WUD : Quels sont les atouts du CHU de Bordeaux ?

NG : Bordeaux offre un environnement agréable et varié, mais surtout, une formation de grande qualité avec des spécialités très attractives. Le cadre de vie y est agréable. Il y a toute la partie intérieure, avec des campagnes magnifiques et tout le littoral jusqu’aux Pyrénées. C’est une grande ville mais tout à fait vivable. Pour les formations, on a beaucoup de spécialités attractives, des filières qui sont de très grande qualité comme par exemple l’obstétrique avec l’arrivée d’un nouveau PUPH mais aussi la filière neuroscience qui est très développée sur le plan clinique et de la recherche. Notre institut des maladies neurodégénératives est également très à la pointe. C’est cette offre de formation de qualité dans beaucoup de spécialités qui contribue à notre classement général.

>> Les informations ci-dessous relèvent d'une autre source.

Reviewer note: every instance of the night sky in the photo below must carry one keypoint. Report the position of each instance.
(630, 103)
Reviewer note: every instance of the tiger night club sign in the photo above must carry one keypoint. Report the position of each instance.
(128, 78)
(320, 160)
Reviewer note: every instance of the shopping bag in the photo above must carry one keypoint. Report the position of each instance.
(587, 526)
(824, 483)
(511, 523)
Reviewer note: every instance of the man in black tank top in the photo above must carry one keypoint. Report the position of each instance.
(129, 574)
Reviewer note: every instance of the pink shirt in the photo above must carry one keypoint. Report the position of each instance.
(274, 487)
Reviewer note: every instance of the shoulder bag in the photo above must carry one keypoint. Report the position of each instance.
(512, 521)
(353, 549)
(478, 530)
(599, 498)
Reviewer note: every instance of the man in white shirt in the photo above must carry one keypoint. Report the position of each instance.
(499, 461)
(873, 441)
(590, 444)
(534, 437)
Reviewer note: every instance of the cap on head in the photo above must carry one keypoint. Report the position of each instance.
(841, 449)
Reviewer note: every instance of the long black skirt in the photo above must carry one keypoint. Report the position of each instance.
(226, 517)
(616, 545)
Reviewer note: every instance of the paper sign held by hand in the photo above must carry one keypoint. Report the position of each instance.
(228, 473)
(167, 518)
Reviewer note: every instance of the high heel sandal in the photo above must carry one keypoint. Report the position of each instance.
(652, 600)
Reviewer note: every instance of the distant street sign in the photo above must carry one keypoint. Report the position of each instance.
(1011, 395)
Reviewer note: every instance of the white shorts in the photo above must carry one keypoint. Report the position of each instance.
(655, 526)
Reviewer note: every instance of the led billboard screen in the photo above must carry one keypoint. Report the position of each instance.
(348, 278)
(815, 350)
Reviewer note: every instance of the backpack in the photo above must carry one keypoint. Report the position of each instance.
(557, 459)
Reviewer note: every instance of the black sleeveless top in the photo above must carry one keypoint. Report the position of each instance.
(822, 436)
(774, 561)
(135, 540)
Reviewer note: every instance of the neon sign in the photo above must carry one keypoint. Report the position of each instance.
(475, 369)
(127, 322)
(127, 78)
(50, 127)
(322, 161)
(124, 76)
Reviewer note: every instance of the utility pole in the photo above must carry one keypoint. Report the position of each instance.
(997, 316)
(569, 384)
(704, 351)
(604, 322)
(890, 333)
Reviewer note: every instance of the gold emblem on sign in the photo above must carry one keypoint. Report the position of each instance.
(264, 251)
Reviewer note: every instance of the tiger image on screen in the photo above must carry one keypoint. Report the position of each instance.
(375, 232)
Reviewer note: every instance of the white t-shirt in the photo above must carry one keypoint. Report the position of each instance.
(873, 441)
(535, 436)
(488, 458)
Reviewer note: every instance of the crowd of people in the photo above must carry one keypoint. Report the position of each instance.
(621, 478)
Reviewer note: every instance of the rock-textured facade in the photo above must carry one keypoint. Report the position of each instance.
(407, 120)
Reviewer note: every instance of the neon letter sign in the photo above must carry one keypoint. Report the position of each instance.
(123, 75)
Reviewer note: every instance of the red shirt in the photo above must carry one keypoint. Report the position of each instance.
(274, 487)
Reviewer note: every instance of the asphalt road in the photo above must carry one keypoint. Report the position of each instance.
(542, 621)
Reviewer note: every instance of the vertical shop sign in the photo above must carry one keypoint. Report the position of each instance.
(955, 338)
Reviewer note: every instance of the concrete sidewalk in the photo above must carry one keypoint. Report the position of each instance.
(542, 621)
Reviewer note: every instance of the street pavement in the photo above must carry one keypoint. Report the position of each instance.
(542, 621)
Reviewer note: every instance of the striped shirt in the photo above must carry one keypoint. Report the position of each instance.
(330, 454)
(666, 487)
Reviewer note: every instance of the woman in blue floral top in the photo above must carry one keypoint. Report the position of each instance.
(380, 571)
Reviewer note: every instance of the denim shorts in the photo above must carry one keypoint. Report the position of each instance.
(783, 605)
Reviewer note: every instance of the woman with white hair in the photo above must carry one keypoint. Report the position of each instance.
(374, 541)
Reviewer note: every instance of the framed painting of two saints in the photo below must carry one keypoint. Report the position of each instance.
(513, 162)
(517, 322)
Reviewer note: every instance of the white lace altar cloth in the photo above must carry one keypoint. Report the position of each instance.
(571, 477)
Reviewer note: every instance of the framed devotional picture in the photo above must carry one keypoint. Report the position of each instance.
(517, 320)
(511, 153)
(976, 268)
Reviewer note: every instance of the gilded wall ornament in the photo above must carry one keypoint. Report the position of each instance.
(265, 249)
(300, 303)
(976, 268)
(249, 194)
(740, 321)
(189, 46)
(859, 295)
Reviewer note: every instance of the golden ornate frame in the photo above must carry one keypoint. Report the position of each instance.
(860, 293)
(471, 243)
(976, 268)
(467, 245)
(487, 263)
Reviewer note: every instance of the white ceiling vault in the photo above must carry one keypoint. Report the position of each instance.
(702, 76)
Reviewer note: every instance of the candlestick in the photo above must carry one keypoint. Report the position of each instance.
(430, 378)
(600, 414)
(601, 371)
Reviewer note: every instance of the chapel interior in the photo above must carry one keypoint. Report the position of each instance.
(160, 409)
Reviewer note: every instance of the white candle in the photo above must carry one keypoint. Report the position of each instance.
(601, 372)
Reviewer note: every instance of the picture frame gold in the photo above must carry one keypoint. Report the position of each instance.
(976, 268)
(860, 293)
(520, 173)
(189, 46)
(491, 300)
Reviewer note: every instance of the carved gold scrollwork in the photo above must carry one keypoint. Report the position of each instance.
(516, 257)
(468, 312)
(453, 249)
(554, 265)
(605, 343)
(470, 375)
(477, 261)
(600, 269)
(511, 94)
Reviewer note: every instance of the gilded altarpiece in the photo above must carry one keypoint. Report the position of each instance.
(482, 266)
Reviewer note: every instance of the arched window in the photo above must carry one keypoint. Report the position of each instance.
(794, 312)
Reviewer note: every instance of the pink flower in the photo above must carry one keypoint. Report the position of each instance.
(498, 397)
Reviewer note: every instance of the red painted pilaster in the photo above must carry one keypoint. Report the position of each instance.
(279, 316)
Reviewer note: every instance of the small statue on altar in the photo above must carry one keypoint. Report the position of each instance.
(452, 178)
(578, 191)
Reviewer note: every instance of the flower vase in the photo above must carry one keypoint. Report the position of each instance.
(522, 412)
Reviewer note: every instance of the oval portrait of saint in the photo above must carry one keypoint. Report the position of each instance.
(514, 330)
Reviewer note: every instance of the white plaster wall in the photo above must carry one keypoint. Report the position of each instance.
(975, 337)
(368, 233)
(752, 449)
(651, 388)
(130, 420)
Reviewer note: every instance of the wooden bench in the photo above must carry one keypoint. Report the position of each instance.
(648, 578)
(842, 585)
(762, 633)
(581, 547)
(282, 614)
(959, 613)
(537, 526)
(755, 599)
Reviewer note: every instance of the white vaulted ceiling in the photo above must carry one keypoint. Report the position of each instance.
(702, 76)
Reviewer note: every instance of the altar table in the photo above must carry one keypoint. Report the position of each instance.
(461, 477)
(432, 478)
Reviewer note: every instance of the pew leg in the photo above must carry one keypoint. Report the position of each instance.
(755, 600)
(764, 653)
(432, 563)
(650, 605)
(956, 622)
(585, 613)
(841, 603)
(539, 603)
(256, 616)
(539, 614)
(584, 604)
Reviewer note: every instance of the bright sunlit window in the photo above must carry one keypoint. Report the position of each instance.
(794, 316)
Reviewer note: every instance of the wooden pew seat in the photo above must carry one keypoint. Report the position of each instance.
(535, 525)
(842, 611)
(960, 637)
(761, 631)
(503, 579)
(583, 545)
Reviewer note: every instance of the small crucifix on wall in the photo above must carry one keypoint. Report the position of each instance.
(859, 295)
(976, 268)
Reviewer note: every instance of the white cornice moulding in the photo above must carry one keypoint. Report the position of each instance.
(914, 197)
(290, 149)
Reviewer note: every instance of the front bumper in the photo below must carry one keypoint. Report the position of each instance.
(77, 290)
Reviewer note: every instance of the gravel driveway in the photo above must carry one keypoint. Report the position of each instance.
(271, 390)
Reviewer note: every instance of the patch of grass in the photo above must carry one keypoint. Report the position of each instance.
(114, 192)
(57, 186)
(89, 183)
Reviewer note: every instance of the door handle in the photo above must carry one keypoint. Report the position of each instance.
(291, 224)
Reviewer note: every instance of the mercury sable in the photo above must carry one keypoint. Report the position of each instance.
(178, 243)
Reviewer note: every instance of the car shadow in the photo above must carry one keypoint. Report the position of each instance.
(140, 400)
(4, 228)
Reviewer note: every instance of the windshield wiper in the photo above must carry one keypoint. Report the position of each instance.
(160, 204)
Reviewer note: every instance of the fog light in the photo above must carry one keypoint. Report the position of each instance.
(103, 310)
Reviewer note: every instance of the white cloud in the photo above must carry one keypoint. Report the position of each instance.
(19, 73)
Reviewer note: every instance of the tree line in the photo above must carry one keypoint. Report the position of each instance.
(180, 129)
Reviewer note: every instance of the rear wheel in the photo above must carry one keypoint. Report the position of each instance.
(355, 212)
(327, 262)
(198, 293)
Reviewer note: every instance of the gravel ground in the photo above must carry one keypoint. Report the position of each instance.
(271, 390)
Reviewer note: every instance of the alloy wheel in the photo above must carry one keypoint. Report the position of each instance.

AR : La formation est de grande qualité dans des filières d’excellence et le cadre de vie est exceptionnel. Il y a l’océan, les Pyrénées, on peut faire du surf, du ski, profiter des vignobles, il y a un important choix de restos et de bars. Formation, elle est riche, variée, d’une part parce que le CHU est suffisamment grand pour avoir de la diversité dans les spés et sous-spé. Mais on n’a pas non plus la taille critique d’autres CHU, ce qui fait que les médecins connaissent les internes, peuvent les encadrer. Il y a aussi un très gros travail amorcé avec nos partenaires à l’hôpital et l’Université pour que le temps de travail soit respecté. Les choses bougent malgré les problématiques. 

WUD : Médecine cardiovasculaire est la spécialité la plus prisée dans votre établissement. Quelle est sa force ?

NG : Cela a toujours été une spé très forte qui au niveau de certains CHU a son propre développement. A Bordeaux nous avons un bâtiment, avec une structuration par filière de sous-spé, avec en premier la filière rythmologie, aussi toute la cardiologie pédiatrique et la chirurgie cardiaque pédiatrique. Nous avons une plateforme de recherche clinique, des infrastructures de recherche à disposition des équipes assez développées.

AR : Le CHU dispose d’un très grand centre en cardio, des cours sont dispensés tous les matins dans toutes les spés par des PH surspécialisés, les stages sont centrés au CHU, cela permet d’être formé de manière complète.